A general theoretical framework to design base editors with reduced bystander effects

CRISPR-associated base editors (CBEs and ABEs) enable precise genome modifications without double-strand breaks, making them attractive for correcting pathogenic single-nucleotide variants. A key challenge is minimizing bystander editing when multiple identical bases lie in the deaminase activity window (4–10 nt). Prior engineering of BE variants improved product purity and efficiency, and specific deaminase mutations (e.g., A3A N57G; APOBEC3G-based editors) reduced bystander activity in certain sequence contexts. However, a general predictive framework to design mutations that maintain high on-target activity while suppressing bystander edits is lacking. This work formulates a mechanistic, quantitative model that links molecular parameters—especially deaminase–ssDNA binding affinity changes due to mutations—to target and bystander editing probabilities, and validates predictions experimentally.

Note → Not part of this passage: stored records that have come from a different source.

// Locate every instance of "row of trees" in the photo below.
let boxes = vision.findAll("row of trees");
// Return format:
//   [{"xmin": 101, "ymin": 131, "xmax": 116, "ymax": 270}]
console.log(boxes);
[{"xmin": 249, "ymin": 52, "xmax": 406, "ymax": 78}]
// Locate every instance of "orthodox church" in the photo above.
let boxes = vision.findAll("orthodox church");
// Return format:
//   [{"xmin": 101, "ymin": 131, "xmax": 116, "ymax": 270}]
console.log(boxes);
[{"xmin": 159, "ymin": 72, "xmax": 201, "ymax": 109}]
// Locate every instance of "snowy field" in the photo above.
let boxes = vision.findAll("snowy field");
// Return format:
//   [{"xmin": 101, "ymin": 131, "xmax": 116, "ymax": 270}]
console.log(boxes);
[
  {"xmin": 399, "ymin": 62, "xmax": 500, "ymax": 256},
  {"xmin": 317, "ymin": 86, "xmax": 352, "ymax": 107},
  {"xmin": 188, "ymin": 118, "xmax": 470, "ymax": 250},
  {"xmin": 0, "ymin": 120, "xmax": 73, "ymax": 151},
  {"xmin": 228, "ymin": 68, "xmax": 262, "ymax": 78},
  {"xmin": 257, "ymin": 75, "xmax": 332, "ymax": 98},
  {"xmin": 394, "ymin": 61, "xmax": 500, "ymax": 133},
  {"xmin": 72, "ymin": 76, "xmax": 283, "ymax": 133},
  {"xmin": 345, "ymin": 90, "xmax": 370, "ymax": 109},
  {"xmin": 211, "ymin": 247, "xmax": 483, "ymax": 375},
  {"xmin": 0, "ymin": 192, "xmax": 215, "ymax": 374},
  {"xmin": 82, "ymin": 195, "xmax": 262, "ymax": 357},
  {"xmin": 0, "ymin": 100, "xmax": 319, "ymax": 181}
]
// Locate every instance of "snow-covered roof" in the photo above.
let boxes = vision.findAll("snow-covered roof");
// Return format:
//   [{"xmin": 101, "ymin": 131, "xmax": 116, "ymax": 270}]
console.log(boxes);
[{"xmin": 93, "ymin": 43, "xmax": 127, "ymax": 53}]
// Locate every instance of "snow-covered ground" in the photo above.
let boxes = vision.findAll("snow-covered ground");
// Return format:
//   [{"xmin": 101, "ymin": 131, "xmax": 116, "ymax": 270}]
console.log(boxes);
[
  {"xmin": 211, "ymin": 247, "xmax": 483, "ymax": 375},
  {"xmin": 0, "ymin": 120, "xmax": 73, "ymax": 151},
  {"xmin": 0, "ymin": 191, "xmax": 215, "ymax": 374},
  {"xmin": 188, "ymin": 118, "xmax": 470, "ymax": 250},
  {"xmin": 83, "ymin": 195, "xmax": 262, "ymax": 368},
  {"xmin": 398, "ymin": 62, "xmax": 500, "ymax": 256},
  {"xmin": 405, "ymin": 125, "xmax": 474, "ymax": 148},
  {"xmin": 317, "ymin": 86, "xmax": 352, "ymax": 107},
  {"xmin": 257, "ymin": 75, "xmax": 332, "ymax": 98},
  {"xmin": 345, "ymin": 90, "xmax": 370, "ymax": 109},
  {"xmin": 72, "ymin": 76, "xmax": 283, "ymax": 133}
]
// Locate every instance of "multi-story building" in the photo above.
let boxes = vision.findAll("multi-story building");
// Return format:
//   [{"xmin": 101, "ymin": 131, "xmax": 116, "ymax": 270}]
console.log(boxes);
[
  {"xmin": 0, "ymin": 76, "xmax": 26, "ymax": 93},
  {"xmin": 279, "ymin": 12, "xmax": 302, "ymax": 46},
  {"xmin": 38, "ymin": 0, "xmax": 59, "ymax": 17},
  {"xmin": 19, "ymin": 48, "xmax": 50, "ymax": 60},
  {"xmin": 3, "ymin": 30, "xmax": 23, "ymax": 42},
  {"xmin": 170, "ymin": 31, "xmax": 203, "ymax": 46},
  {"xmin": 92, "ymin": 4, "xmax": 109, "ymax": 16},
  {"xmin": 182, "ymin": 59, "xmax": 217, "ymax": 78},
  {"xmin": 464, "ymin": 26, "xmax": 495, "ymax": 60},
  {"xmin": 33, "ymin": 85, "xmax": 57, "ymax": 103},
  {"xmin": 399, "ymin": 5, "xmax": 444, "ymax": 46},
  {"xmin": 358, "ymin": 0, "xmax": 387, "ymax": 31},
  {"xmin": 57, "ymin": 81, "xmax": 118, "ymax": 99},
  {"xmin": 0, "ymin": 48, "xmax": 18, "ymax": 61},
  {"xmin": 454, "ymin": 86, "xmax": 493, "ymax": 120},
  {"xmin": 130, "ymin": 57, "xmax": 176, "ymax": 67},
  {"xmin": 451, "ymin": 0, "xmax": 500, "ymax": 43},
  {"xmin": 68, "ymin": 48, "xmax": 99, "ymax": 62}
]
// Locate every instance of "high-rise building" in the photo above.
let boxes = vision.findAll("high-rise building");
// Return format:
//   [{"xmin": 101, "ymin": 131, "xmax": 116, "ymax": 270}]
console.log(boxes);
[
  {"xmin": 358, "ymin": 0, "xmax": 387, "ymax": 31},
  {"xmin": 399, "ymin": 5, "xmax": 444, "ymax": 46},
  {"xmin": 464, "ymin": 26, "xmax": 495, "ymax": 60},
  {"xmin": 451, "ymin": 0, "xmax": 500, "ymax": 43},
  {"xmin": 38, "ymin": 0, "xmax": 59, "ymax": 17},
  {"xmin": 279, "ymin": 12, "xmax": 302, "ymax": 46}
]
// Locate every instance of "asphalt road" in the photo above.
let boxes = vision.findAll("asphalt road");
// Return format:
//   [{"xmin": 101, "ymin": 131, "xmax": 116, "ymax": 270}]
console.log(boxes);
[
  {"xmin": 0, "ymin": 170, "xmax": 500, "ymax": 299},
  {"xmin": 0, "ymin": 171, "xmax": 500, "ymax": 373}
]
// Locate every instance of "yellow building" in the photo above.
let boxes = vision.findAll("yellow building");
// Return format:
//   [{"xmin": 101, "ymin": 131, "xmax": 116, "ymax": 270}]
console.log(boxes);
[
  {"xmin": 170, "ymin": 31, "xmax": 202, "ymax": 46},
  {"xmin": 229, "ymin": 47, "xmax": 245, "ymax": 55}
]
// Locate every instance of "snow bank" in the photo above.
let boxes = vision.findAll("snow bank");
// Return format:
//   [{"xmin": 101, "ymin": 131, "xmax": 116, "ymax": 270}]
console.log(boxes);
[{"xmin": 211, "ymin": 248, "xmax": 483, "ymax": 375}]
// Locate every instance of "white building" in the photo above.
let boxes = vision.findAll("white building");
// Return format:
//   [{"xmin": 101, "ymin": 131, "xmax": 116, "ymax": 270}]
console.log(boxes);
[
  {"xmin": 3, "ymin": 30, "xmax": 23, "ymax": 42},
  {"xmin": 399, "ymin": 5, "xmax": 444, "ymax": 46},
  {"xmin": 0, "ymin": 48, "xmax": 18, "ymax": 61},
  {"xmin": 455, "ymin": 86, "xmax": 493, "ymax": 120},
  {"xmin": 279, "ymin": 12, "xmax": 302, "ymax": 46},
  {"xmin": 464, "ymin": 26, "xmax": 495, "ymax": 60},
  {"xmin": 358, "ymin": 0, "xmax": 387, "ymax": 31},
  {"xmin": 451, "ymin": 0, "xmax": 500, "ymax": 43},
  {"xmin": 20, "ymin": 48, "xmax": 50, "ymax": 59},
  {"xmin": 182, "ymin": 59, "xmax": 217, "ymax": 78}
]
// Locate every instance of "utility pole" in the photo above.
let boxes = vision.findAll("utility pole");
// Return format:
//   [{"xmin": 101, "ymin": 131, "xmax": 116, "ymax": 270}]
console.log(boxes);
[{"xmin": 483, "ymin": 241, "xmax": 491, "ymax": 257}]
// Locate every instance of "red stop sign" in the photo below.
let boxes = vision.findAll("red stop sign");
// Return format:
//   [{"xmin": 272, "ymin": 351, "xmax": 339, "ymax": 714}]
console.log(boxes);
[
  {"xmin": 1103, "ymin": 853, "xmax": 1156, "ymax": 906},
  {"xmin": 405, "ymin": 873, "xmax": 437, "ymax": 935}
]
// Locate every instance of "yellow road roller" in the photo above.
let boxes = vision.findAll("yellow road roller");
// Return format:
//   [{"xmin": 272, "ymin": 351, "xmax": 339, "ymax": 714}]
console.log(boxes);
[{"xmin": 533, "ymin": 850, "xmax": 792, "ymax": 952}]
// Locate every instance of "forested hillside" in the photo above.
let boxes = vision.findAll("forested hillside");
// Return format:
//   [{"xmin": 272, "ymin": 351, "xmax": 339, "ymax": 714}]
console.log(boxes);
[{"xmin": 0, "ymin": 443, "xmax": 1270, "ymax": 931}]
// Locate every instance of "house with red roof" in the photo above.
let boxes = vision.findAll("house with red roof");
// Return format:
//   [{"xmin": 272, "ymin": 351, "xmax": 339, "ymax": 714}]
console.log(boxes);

The goal is to provide design principles and a computational platform to rationally engineer BEs with enhanced editing selectivity.

The study builds on advances in CRISPR-based editing, contrasting HDR (requiring DSBs and often unpredictable outcomes) with base editing that avoids DSBs. Cytosine base editors fuse a cytidine deaminase to nCas9 to mediate C→U→T conversions. Prior engineering improved efficiency and product purity (e.g., BE4max) and introduced motif-selective deaminases (A3A N57G favors TCR motif with reduced bystander editing; engineered A3G-CBEs selectively edit the second C in CC motifs). Molecular dynamics simulations have previously been used to rationalize activity-enhancing mutations in base editors. Nonetheless, mutation choices were often guided by structural intuition and empirical screening. A general theoretical model to quantitatively predict how specific mutations modulate target versus bystander editing across sequence contexts has been missing.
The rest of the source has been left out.